The Motorola V150 is a sort of antidote to the feature packed handsets that are coming out at the moment, in that it's a simple, elegant phone that still has enough features to go around.

The V150 is competing in a difficult part of the market, up against other phones that are typically given away free with even the most basic contracts, so the question is, how many useful features can you fit in without making the phone too expensive?

The first thing to notice is that it's a continuation of the classic clamshell design, and common styling cues can be seen that date all the way back to the original small clamshell, the Motorola StarTac.

At 83.5 x 42 x 26.5mm and 75 grams, the V150 is very compact and lightweight - smaller than most other clamshell phones. The internal display is just 96x65 pixels in 4,000 colours which makes it smaller than most colour phones, typically now 128x128 pixels in 65,000 colours. But never mind, the display was never going to sell the V150 anyway, because that's not the point.

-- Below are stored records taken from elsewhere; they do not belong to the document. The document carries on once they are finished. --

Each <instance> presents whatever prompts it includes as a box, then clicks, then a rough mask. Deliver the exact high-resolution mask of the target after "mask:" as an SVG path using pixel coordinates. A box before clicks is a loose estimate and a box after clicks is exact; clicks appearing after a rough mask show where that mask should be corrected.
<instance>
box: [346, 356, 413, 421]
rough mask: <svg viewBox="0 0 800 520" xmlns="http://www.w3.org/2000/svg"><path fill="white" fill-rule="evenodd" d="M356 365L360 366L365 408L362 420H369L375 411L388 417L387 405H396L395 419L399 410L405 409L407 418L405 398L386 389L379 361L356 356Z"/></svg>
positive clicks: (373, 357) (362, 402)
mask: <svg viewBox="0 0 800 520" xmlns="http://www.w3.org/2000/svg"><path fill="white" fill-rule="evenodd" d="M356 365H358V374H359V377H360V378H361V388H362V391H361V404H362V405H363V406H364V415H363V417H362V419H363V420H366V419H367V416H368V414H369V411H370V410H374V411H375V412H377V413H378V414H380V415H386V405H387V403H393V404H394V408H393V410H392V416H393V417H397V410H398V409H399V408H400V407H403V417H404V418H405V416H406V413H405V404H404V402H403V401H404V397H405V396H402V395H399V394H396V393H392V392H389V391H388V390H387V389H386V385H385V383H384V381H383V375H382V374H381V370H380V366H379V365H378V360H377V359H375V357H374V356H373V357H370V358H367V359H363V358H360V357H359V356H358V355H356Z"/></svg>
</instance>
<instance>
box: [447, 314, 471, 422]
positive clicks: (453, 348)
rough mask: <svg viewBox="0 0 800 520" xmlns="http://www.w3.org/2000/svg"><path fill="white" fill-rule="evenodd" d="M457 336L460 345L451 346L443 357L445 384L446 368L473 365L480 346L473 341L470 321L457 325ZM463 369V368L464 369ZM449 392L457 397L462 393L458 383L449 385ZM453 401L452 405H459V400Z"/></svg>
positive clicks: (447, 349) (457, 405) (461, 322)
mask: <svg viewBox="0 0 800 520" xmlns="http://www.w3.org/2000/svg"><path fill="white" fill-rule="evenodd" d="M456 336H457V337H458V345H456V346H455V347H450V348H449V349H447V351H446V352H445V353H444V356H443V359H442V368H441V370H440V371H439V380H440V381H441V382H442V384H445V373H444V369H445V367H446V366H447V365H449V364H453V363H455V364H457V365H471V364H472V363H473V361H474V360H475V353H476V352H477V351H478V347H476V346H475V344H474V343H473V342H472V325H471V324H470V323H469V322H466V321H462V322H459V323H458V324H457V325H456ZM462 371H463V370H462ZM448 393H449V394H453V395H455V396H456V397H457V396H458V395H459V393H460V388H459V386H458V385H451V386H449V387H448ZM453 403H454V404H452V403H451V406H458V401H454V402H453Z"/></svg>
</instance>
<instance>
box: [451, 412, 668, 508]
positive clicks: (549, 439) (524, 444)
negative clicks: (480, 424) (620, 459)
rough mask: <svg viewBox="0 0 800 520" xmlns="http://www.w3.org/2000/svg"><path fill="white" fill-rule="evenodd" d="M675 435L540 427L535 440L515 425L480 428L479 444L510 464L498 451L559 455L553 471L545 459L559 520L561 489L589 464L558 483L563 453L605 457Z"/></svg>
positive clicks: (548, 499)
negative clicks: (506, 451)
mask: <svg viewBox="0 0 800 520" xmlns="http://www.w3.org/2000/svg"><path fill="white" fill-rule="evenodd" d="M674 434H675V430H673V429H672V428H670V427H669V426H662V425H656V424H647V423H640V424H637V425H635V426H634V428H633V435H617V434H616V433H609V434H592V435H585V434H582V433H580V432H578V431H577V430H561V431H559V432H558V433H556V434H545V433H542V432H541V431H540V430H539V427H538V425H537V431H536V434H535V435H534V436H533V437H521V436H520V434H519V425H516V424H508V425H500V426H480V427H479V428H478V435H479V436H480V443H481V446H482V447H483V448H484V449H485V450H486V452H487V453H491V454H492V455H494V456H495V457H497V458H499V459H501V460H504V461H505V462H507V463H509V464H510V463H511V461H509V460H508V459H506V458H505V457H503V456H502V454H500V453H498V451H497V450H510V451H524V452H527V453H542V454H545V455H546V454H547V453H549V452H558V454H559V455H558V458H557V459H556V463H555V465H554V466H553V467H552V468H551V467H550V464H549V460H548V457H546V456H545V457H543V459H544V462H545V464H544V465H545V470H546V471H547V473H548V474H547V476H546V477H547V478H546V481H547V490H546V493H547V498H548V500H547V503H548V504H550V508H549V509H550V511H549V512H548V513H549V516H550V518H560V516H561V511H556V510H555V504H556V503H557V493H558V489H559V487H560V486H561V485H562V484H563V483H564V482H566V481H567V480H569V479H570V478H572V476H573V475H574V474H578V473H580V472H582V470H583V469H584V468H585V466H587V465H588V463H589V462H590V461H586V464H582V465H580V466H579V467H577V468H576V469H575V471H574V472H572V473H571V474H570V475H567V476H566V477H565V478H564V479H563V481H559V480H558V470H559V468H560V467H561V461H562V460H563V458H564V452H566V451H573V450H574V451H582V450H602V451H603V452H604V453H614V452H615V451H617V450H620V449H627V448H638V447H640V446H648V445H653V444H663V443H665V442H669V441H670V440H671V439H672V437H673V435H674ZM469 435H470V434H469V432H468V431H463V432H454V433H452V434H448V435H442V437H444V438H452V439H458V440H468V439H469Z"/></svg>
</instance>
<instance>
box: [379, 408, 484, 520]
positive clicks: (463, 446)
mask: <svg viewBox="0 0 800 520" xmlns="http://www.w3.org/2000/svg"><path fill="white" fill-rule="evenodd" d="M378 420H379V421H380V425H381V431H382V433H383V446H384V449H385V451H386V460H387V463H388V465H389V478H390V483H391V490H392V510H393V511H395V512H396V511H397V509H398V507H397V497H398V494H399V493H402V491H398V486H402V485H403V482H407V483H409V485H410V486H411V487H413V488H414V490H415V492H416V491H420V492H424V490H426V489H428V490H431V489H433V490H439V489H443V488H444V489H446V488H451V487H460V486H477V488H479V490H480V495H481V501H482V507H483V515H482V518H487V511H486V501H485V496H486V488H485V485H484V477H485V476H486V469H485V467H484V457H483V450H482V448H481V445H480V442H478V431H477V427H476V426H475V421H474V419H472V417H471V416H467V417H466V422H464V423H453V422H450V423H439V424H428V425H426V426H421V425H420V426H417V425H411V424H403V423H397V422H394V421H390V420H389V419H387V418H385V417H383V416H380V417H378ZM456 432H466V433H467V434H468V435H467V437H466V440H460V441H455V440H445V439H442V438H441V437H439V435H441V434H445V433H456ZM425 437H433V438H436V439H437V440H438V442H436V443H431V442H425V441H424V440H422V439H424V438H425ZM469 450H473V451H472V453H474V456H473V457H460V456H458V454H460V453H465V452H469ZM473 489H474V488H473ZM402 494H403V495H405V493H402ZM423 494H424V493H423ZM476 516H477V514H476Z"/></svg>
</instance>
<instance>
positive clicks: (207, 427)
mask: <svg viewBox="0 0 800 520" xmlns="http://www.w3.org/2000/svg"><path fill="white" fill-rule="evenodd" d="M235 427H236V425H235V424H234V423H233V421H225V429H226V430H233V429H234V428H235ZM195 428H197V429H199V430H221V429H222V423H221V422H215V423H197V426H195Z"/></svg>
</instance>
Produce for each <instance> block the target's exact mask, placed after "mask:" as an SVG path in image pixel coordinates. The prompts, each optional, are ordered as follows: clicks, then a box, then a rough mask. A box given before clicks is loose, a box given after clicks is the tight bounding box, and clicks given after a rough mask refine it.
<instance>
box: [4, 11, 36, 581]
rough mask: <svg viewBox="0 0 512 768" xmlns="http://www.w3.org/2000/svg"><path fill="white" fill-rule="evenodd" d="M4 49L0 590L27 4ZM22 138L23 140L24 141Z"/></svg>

There's no digital camera on the V150, no Bluetooth support, no infra-red, no Java, an the FM radio is an external option. There's a clock but no alarm.  It's only a dual-band GSM 900/1800 phone, and not tri- or quad-band. However, it does come with WAP, GPRS, and USB connectivity, plus polyphonic ringtones, three games, predictive text and vibrating alert, so in our view it keeps the most useful features in a phone and gets rid of those things that are less used.

On most networks, talktime should be over four hours with about 12 days standby time, which is pretty good for a phone this small.

Our verdict? The V150 isn't the world's most exciting phone, but it's quite pretty, compact and useful, and probably carries all the features that most people ever need.